I find seven points 0, 1, 2, 3, 4, 5, 10 for which this difference is $\frac{4}{7}$ but I can't prove that it is maximum value.
 A: Let the seven ratings be $a,b,c,d,e,f,g$ where, WLOG, $a<b<c<d<e<f<g$.
The old system would give $\frac{a+b+c+d+e+f+g}{7}$, whereas the new one would give $\frac{b+c+d+e+f}{5}$
We would like to maximize the absolute difference between the two, which is given by
\begin{align}
\ & |\frac{a+b+c+d+e+f+g}{7}-\frac{b+c+d+e+f}{5}| \\
\ = & |\frac{a+g}{7}-\frac{2(b+c+d+e+f)}{35}| \\
\end{align}
WLOG, let's say we make $\frac{a+g}{7}$ as large as possible, and $\frac{2(b+c+d+e+f)}{35}$ as small as possible.
Then we would want $g=10$. And whatever value that $a$ takes, the smallest possible value for $\frac{2(b+c+d+e+f)}{35}$ would occur when $b=a+1, c=a+2, d=a+3, e=a+4, f=a+5$. And now it is just a matter of directly computing the cases for when $a=0,1,2,3,4$.
It turns out that,
when a=0, the difference is $\frac47$
when a=1, the difference is $\frac37$
when a=2, the difference is $\frac27$
when a=3, the difference is $\frac17$
when a=4, the difference is $0$.
So the answer is indeed $\frac47$
Of course, a more elegant way of doing this would be to say that $$\frac{a+(a+1)+(a+2)+(a+3)+(a+4)+(a+5)+10}{7}=\frac{6a+25}{7},$$ and that
$$\frac{(a+1)+(a+2)+(a+3)+(a+4)+(a+5)}{5}=\frac{5a+15}{5},$$ where $\frac{6a+25}{7} - \frac{5a+15}{5} = \frac{4-a}{7}$ so that the smallest value of $a$, namely $a=0$, gives the largest difference.

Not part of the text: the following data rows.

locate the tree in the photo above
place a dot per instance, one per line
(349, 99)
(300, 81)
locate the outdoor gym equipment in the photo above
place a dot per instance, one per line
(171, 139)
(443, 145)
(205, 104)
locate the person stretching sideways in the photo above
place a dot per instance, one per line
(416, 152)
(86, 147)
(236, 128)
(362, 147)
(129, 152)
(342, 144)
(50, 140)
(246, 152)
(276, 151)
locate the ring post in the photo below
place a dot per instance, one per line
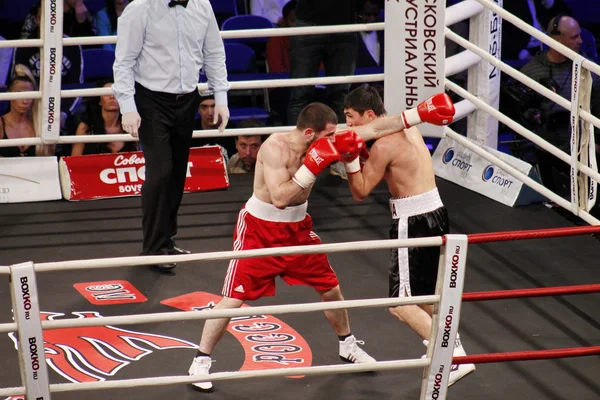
(446, 318)
(34, 372)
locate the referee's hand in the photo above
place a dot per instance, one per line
(131, 122)
(221, 111)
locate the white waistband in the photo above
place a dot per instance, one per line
(269, 212)
(415, 205)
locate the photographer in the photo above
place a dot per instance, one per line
(554, 70)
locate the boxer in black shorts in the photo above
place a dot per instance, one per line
(404, 161)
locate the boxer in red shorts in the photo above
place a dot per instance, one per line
(286, 168)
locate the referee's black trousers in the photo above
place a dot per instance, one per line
(165, 135)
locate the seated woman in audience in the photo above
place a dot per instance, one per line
(102, 117)
(106, 19)
(18, 122)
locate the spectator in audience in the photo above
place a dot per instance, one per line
(5, 61)
(19, 121)
(106, 19)
(336, 51)
(270, 9)
(206, 109)
(77, 20)
(247, 149)
(72, 66)
(102, 117)
(278, 47)
(245, 158)
(554, 70)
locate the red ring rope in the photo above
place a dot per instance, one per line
(527, 355)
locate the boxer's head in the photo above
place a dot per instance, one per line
(362, 105)
(315, 121)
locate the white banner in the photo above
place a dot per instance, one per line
(414, 55)
(460, 165)
(443, 336)
(51, 69)
(27, 179)
(26, 309)
(484, 78)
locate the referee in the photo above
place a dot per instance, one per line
(161, 47)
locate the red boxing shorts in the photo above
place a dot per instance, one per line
(261, 225)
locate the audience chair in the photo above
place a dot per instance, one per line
(240, 59)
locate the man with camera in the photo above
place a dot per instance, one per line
(549, 120)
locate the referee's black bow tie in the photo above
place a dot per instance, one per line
(174, 3)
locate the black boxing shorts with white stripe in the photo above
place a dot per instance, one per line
(413, 271)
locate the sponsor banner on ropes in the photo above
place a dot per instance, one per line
(110, 292)
(122, 174)
(51, 68)
(460, 165)
(268, 342)
(26, 179)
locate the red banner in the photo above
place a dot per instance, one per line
(122, 174)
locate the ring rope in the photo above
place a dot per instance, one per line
(516, 21)
(240, 254)
(526, 133)
(178, 316)
(532, 292)
(527, 355)
(524, 79)
(310, 249)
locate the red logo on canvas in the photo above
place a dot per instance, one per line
(268, 342)
(110, 292)
(91, 354)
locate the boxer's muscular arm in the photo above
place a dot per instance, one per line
(362, 183)
(436, 110)
(277, 177)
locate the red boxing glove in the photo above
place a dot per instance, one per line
(320, 155)
(436, 110)
(349, 145)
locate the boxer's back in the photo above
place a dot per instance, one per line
(279, 169)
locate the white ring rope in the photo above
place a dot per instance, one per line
(435, 241)
(519, 175)
(223, 376)
(178, 316)
(590, 65)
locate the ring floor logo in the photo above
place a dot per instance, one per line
(457, 159)
(448, 155)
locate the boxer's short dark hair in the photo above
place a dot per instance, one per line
(365, 98)
(316, 116)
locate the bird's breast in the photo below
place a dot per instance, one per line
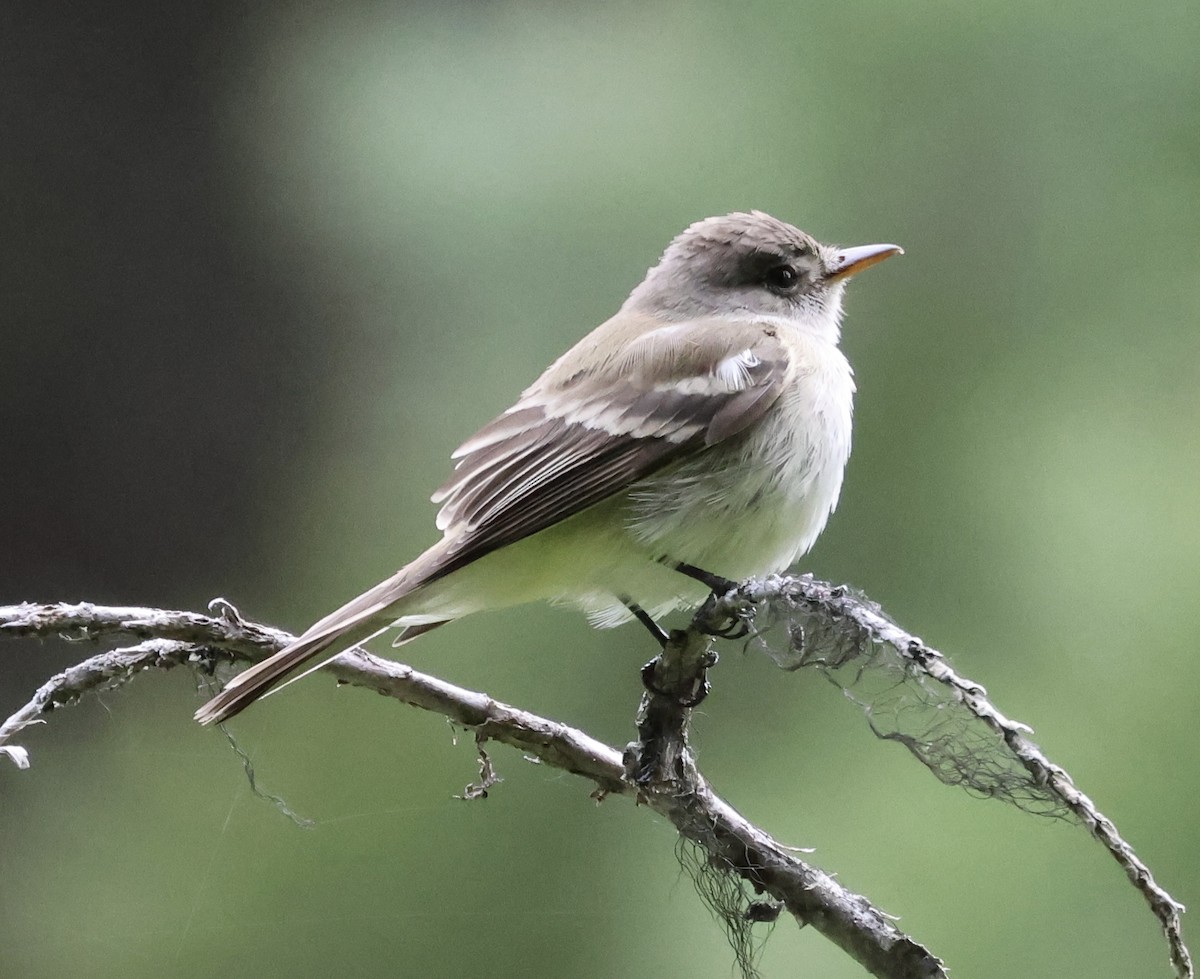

A: The highest score $x_{(7)}$ must be at least $6$ more than the lowest $x_{(1)}$ if all the scores are to be distinct integers.
The absolute change from the original average to the truncated average is 
$$\left| \dfrac{x_{(1)}+x_{(2)}+x_{(3)}+x_{(4)}+x_{(5)}+x_{(6)}+x_{(7)}}{7} 
 - \dfrac{x_{(2)}+x_{(3)}+x_{(4)}+x_{(5)}+x_{(6)}}{5}  \right|$$ 
$$= \frac17\left| x_{(1)}+x_{(7)} 
 - 2 \left(\dfrac{x_{(2)}+x_{(3)}+x_{(4)}+x_{(5)}+x_{(6)}}{5}\right)  \right|$$
but the average of the five remaining points must be at least $x_{(1)}+3$ and can be no more than $x_{(7)}-3$, since the values are distinct integers.  
This means that absolute change is bounded above by $\frac17\left( x_{(7)} - x_{(1)}-6  \right)$.  Since $0 \le x_{(1)}$ and $x_{(7)}\le 10$, this in turn is bounded above by $\frac47$.  
This is the change in your example, so that gives the largest possible change.  
$0,5,6,7,8,9,10$ would also achieve the bound.